Thomas Vinterberg, “Festen” (1998)
“Festen” remains the best-known and most mainstream of the various films made under Dogme 95 movement rules. Even if audiences no longer remember what the goals and restrictions of Dogme 95 are, “Festen” still remains a powerful indictment of late 20th-century Danish society with its obsessions with social conventions and rituals, which serve to suppress and deny uncomfortable truths and secrets that have the power to destroy or at least derail people’s lives and prevent them from fulfilling their potential. The wealthy Klingenfeldt family is celebrating grand patriarch Helge’s 60th birthday at his country estate, and his surviving adult children Michael, Christian and Helene dutifully turn up despite Michael not having an official invitation after the last birthday celebration during which he drunkenly misbehaved himself. Now I say “surviving adult children” because the immediate Klingenfeldt family members soon start talking about their absent sister Linda who is revealed through dialogue and a clever device (in which Christian’s secret love Pia takes a bath) that she drowned herself in a bathtub full of water.
After the entire extended family arrives, everyone is called to dinner and speeches are made during which Christian (Ullrich Thomsen) reveals a shocking family secret involving himself, Linda and their father Helge (Henning Moritzen) and from that moment the film takes ever darker turns, reflected in the steady progress of the day from morning to afternoon to night, in which the family and guests reveal ever more hypocritical and crass sides of their characters and the equally pharisaical nature of Danish society generally in which social conventions, rituals and traditions mask coldness and cruelty, distance between parents and children, and put down children and stunt their growth and development. All of the Klingenfeldt children have somehow failed to meet their father Helge’s expectations of them, and all of them are stumbling through their lives trying to find meaning and purpose. Michael (Thomas Bo Larsen) has to learn discipline and control if his marriage is to survive and his children are to have a stable home environment. Helene (Paprika Steen) needs to stop waltzing from one foreign man to another and overcome her depression and pill-popping. Christian however cannot find meaning and purpose until he is able to confront his father with his crimes and his mother with her failure to protect him and Linda when they were chldren, and the film becomes as much about the way in which he grows and matures, overcoming one humiliation after another, and finally learns to take charge of his life and find love and purpose.
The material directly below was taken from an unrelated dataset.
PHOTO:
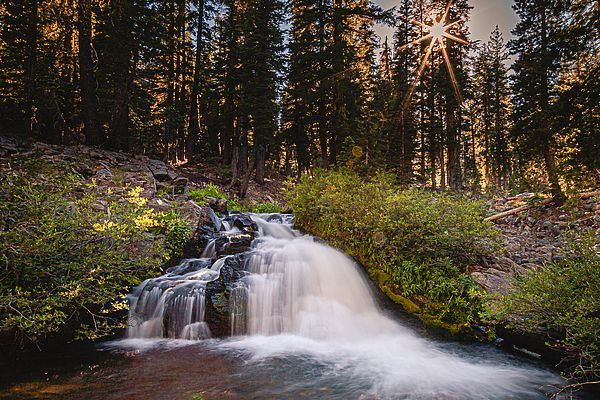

The adherence to Dogme 95 rules such as the use of hand-held cameras, grainy film of a particular size and various other restrictions gives “Festen” a raw immediacy that confronts audiences with the powerful emotions and the sheer enormity of Helge’s crimes and abuses against his children. The rules also throw the burden of carrying the film and its themes squarely onto the dialogue, the characters and the actors’ ability to carry everything off. The entire cast rises to the challenge and without exception performs magnificently. Thomsen is outstanding as the troubled son battling depression and other personal demons in order to stand up for Linda and himself, and to be able to go forward in life.
Minor characters in the film add to its depth and richness: the dotty elder relatives are sinister in their own ways and one feels for Helene’s African-American boyfriend who is the one sane and sensitive person in the entire birthday party debacle and who one senses will be thrown over like so many previous boyfriends. The servants are rich characters in themselves and push Christian in his endeavour to force his family to confront the truth about his father. Cleverly the film allows Helge’s wife (and the mother of Christian and his siblings) Elsie to condemn herself as an accessory to Helge’s past sins and she becomes a lonely and isolated figure scorned by family and guests alike.
While the film could have been made without Dogme 95 rules, and one does not need to know the rules to watch and appreciate the film’s power, “Festen” could have been a much lesser work without the rules. This film can be a terrifying experience with its depictions of violence, instability, depression and emotional pain, yet it unexpectedly also delivers forgiveness and redemption in amongst social criticism and black comedy. In years to come, this will be considered one of Denmark’s great films and a great film in the tradition of the comedy of manners, following films like Louis Renoir’s “The Rules of the Game”.